Поезд остановился. На пустом перроне — если эту пустую площадку, посыпанную шлаком, вообще можно назвать перроном, — его встретил пузатый человек в куртке и фуражке служащего Болгарской железной дороги — Бе-же-де, как прозвали его односельчане. Бе-же-де жил в станционной пристройке и большую часть времени отдавал разведению гусей — его птичник находился на задворках станции — и пчел — ульи лепились на южных склонах Холма. Так вот, Бе-же-де стоял на пустом перроне и смотрел на почти пустой поезд. Дважды в день он встречал и провожал этот поезд — утром и вечером. Через несколько минут машинист потянул на себя рычаг, и состав — локомотив и четыре вагона (из них два товарных), — заскользив под уклон, поплыл через виноградники. Перестук колес постепенно заглох в тишине.

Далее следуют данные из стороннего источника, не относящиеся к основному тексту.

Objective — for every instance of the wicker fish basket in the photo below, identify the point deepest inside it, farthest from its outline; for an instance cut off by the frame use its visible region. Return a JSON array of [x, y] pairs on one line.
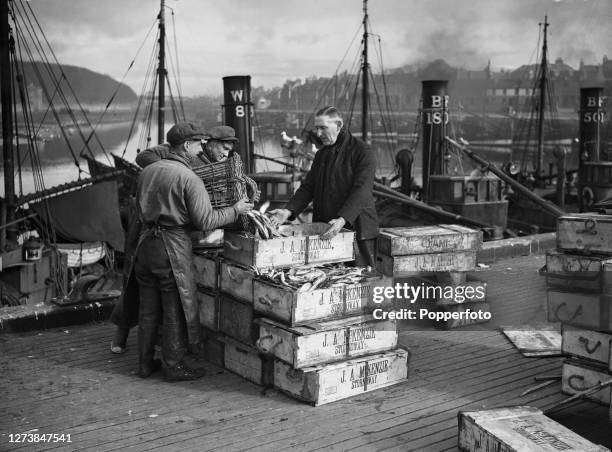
[[226, 183]]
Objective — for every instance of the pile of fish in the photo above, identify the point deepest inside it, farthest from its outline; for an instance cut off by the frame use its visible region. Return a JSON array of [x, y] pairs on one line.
[[307, 278], [261, 225]]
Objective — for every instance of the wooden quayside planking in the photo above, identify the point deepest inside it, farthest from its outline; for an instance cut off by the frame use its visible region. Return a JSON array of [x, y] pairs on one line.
[[73, 384]]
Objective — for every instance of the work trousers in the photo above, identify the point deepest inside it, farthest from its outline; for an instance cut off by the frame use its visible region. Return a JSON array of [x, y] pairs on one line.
[[160, 301]]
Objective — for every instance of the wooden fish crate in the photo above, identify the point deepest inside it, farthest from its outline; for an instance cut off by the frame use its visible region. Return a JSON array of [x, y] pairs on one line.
[[579, 375], [214, 349], [304, 246], [208, 303], [326, 342], [236, 281], [577, 272], [586, 310], [331, 382], [592, 345], [517, 429], [464, 314], [445, 238], [247, 361], [440, 294], [236, 319], [291, 307], [585, 233], [414, 265], [206, 270]]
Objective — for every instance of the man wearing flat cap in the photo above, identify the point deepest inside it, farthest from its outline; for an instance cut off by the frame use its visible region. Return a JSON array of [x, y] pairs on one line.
[[220, 143], [172, 201]]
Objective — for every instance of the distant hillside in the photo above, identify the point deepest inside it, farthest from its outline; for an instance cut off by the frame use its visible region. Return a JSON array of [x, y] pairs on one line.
[[90, 87]]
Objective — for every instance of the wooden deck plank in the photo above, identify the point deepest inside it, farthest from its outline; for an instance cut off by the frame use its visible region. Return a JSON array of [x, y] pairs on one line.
[[449, 370]]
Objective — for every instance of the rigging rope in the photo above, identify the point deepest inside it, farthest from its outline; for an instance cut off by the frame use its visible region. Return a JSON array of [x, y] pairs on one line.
[[63, 77], [141, 98], [179, 88]]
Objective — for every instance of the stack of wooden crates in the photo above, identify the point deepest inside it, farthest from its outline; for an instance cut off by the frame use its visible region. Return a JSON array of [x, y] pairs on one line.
[[435, 256], [579, 295], [317, 345]]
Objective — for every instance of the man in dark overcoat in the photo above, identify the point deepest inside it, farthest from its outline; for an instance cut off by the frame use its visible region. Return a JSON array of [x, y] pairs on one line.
[[339, 184]]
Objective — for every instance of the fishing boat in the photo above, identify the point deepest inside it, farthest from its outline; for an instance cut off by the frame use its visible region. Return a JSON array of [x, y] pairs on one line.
[[570, 171], [49, 237]]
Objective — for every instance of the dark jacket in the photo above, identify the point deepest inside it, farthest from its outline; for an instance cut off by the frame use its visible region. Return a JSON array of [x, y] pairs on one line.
[[339, 184]]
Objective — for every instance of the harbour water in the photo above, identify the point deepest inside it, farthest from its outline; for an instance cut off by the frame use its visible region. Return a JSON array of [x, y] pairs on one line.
[[58, 165]]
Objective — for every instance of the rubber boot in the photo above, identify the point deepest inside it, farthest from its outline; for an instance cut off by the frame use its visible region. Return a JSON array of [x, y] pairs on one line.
[[174, 339], [119, 343], [147, 336]]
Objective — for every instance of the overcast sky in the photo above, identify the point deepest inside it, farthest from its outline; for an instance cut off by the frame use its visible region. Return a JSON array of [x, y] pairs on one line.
[[275, 40]]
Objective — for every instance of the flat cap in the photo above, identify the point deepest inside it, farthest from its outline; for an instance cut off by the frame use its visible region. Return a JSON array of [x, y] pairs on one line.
[[222, 133], [183, 131]]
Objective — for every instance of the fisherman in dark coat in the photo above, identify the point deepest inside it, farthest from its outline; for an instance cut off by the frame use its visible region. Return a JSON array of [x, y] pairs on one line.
[[339, 184], [172, 201]]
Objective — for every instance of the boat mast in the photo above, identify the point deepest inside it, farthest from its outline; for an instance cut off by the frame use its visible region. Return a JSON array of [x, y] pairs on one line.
[[542, 104], [7, 122], [161, 73], [365, 68]]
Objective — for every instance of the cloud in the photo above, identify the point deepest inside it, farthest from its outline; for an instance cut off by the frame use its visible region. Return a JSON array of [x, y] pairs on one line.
[[278, 39]]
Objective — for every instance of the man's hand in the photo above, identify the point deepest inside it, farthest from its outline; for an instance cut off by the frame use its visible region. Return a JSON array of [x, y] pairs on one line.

Бе-же-де снял фуражку и тесную куртку, скинул сандалии и превратился в простого крестьянина со светлыми волосенками и маленькими, тоже светлыми, глазками. Из окна пристройки с лютой ненавистью на него смотрела жена — черная, худая как палка, в выгоревшем платье, что было когда-то в яркий цветочек. Вот уже двадцать пять лет она люто ненавидела мужа, особенно по утрам, но никогда не говорила ему об этом; ей и самой не очень-то было ясно, как и за что она его ненавидит. Разумеется, Бе-же-де считал эту ненависть сильнейшей любовью и собачьей преданностью — он не умел читать по глазам человеческие чувства, а тем более чувства женщины, да еще собственной жены!
В это время железнодорожную колею — или «первый путь», как называл ее Бе-же-де, — пересек Американец. Он с некоторых пор каждое утро стал появляться на дороге, ведущей в село, и никто не мог понять, куда и зачем он ходит в такую рань. Бе-же-де увидел, как он прошел по перрону, и его снова начало снедать любопытство.